Kat Kourbeti: So at what point did you start thinking longer form?
Nghi Vo: You mean like, into the novels and the novellas?
Kat Kourbeti: Yeah, yeah. Like at what point were you like, ooh, I wanna write this thing and I think it's longer, or it's coming out longer. How did that change transpire?
Nghi Vo: Well, it's a little embarrassing because this entire career, there's been no planning. It's been... okay, you have to imagine that the trajectory of my career is, if you take a hamster—something small, rodent like—and you put it in a box, and you attach a parachute to the box, and then you just heave it over a three story building, and you hope it's going to be okay. It's free fall with a parachute and a very small, scared mammal in the middle of it.
So the way it worked was the first time I decided to take a real stab at writing a novel, that turned out to be Siren Queen, and it was because this publisher called Angry Robot in the UK put out a call for unagented submissions. I had looked at the whole agent route and I'm like, that sounds kind of hard, so I'm just gonna do this instead. So I hammered out Siren Queen in I think about three months.
I made the deadline, I sent it off, and then they didn't want it. So no spoilers, they did not want it, but they sent me back this incredibly encouraging note that said, "usually we would include some critique, but this one got pretty far and you know what you're doing", which is a total lie. I had no idea, but I'm like, "thank you for believing in me". So I said, screw it, I guess I'm gonna do the agent thing.
So I created what my agent now tells me is a deeply mediocre cover letter, and I started sending it around and while I was sending it around, Tordotcom, where I'm publishing primarily at the moment, they released a call for submissions for novellas, also unagented, and I'm like, "I don't have an agent, I can probably write 20,000 words about something". And that's where The Empress of Salt and Fortune came from.
That was another one that I'm like, is it a poem? Is it an art project? It can be a novella, that's fine. So I wrote that one in, I think six weeks, and within the same week, Ruoxi Chen at Tordotcom said that she wanted to publish it. And Diana Fox at Fox Literary told me that she was interested in representing me. So that was a very busy week.
Kat Kourbeti: Wow.
Nghi Vo: It's a lot.
Kat Kourbeti: Ooh. But if anything, your story is about A, perseverance, and B, just gonna shoot my shot and see what happens.
Nghi Vo: Absolutely.
Kat Kourbeti: That's great.
Nghi Vo: The thing is you don't even have to be that good at it. Seriously, because I put my best into writing that cover letter. And my agent, Diana, she said, "oh, that was deeply mediocre". I'm like, oh my God. And she's like, "well, the thing was, it got me to read the first pages, and that's what matters". And I'm like, "okay, you know what? I'm gonna take that".

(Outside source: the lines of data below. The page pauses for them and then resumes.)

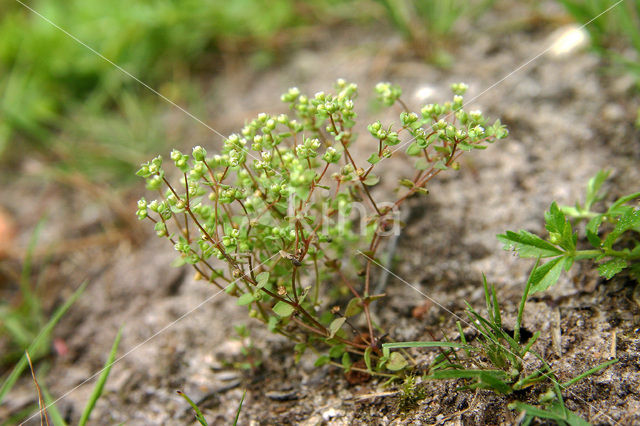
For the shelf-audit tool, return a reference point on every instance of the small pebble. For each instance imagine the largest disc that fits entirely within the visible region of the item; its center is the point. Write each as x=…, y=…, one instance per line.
x=330, y=414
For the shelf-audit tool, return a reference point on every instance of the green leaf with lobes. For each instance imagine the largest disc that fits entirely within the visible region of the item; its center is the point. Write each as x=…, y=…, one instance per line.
x=528, y=244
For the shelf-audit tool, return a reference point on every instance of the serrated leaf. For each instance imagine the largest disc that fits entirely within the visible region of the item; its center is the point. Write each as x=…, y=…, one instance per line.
x=354, y=307
x=346, y=361
x=367, y=358
x=336, y=325
x=528, y=244
x=337, y=351
x=262, y=278
x=283, y=309
x=245, y=299
x=373, y=158
x=611, y=267
x=547, y=275
x=558, y=225
x=396, y=362
x=554, y=219
x=371, y=180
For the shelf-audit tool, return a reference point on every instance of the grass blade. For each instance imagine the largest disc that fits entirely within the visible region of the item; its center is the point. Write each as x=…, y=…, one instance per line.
x=235, y=421
x=46, y=330
x=589, y=372
x=99, y=387
x=199, y=415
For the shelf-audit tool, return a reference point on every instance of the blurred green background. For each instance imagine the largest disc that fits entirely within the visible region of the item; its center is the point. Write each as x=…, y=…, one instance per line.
x=80, y=113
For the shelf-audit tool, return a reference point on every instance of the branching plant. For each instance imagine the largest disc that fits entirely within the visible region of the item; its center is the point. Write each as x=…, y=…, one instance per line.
x=271, y=219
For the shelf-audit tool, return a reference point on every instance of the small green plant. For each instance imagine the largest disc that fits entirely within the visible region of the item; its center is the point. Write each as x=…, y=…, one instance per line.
x=198, y=413
x=497, y=361
x=613, y=236
x=271, y=219
x=411, y=393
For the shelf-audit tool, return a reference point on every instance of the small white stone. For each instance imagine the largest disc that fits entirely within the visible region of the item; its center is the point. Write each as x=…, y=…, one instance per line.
x=568, y=40
x=330, y=414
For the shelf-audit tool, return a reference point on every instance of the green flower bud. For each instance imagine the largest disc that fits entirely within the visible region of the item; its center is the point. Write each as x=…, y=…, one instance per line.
x=459, y=88
x=199, y=153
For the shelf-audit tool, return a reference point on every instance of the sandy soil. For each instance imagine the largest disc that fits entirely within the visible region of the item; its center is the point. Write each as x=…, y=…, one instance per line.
x=567, y=119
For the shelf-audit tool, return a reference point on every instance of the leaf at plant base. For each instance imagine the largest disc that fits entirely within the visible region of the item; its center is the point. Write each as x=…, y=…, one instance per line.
x=547, y=275
x=396, y=362
x=620, y=201
x=367, y=358
x=421, y=164
x=337, y=351
x=336, y=325
x=440, y=165
x=592, y=231
x=407, y=183
x=262, y=278
x=528, y=244
x=322, y=360
x=354, y=307
x=283, y=309
x=611, y=267
x=245, y=299
x=346, y=361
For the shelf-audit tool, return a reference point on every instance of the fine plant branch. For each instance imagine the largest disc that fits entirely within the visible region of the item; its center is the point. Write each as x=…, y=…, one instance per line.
x=282, y=195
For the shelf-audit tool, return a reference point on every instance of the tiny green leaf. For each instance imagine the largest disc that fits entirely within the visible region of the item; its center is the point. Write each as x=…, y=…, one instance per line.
x=283, y=309
x=396, y=362
x=245, y=299
x=346, y=361
x=262, y=278
x=354, y=307
x=547, y=275
x=528, y=244
x=322, y=360
x=335, y=325
x=367, y=357
x=371, y=180
x=593, y=188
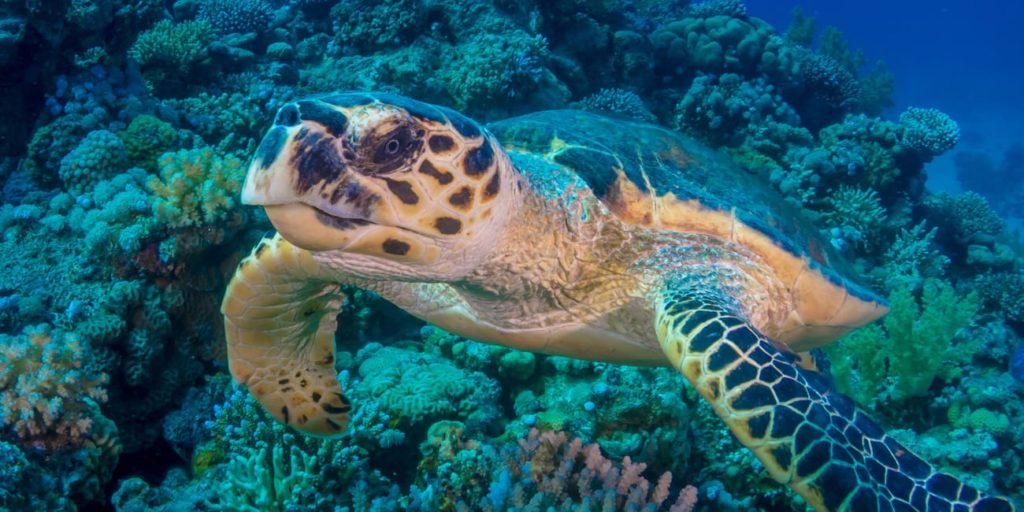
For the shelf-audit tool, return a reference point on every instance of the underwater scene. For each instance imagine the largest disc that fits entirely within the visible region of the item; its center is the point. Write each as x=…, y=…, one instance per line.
x=511, y=255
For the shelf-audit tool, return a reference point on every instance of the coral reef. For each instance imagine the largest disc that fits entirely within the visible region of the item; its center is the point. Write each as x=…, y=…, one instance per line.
x=125, y=144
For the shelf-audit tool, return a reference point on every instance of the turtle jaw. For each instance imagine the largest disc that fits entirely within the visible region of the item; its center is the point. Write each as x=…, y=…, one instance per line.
x=306, y=226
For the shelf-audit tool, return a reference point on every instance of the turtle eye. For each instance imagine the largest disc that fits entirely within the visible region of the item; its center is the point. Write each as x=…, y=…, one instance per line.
x=395, y=146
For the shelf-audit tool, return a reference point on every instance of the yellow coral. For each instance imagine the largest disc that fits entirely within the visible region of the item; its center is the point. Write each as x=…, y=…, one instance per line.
x=196, y=187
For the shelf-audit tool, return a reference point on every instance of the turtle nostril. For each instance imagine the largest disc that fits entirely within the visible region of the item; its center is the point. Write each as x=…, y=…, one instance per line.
x=288, y=116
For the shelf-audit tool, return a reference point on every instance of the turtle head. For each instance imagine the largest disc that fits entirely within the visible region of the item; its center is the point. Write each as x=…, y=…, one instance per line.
x=401, y=184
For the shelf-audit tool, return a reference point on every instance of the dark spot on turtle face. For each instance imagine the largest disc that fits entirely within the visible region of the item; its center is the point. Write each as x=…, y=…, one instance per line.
x=287, y=116
x=334, y=409
x=448, y=225
x=462, y=198
x=270, y=146
x=348, y=99
x=494, y=184
x=442, y=177
x=478, y=160
x=333, y=121
x=465, y=126
x=440, y=143
x=402, y=189
x=315, y=159
x=338, y=222
x=395, y=247
x=355, y=196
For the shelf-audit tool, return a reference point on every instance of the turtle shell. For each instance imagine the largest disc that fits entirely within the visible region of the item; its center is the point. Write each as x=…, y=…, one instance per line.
x=651, y=176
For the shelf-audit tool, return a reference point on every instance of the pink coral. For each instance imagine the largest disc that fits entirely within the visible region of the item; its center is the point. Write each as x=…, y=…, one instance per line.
x=556, y=472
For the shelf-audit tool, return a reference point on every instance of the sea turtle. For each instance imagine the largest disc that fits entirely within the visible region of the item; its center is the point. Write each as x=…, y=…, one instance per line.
x=563, y=232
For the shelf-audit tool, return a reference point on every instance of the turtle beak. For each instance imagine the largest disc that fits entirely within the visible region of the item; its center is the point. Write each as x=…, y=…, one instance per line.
x=294, y=176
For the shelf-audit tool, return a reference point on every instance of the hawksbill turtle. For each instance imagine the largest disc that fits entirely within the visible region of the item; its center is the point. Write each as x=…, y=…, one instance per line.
x=563, y=232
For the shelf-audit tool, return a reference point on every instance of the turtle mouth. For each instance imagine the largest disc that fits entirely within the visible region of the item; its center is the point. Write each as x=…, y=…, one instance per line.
x=340, y=222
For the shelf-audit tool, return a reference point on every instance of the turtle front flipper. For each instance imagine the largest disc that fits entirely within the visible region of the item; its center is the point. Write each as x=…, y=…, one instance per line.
x=809, y=437
x=280, y=320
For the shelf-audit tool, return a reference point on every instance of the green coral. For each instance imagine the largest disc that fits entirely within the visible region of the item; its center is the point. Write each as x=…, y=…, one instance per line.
x=491, y=69
x=98, y=157
x=145, y=138
x=858, y=209
x=371, y=26
x=169, y=51
x=910, y=259
x=900, y=358
x=928, y=132
x=176, y=46
x=416, y=387
x=196, y=187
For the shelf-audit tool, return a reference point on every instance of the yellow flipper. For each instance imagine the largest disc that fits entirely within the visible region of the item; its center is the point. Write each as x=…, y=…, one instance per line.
x=808, y=436
x=280, y=318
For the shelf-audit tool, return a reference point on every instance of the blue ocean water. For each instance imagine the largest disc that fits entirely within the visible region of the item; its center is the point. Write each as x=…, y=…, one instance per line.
x=960, y=56
x=440, y=306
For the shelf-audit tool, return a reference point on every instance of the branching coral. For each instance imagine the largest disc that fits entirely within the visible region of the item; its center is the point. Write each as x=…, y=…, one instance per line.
x=175, y=46
x=373, y=25
x=617, y=102
x=928, y=131
x=145, y=138
x=98, y=157
x=858, y=209
x=196, y=187
x=46, y=395
x=237, y=15
x=900, y=358
x=726, y=109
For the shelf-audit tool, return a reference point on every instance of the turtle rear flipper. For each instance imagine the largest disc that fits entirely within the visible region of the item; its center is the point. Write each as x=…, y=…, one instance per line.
x=813, y=439
x=280, y=321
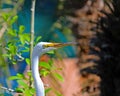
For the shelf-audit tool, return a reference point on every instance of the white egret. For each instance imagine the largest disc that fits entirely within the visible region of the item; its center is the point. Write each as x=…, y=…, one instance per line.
x=38, y=50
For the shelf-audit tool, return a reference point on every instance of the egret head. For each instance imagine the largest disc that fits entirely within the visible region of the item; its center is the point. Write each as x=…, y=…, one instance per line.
x=44, y=47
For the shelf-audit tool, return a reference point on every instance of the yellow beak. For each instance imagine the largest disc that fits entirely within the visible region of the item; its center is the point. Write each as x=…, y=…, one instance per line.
x=57, y=45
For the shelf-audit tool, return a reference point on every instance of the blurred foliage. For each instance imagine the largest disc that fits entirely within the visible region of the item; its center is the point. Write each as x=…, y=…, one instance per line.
x=14, y=43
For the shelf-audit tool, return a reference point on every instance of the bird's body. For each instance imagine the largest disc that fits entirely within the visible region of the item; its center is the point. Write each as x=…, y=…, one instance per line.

So that's what I've been telling people, and I don't know if I should be, but I'm like, no, no, apparently your cover letter can be, quote, "deeply mediocre". So that's only started to haunt me a little bit.
Kat Kourbeti: I can imagine why. It's not the best thing to be told, but something I've been saying for years is that, you see some deeply mediocre books that are published, and that just gives me personally a ton of inspiration, because "if they can do it, I can do it".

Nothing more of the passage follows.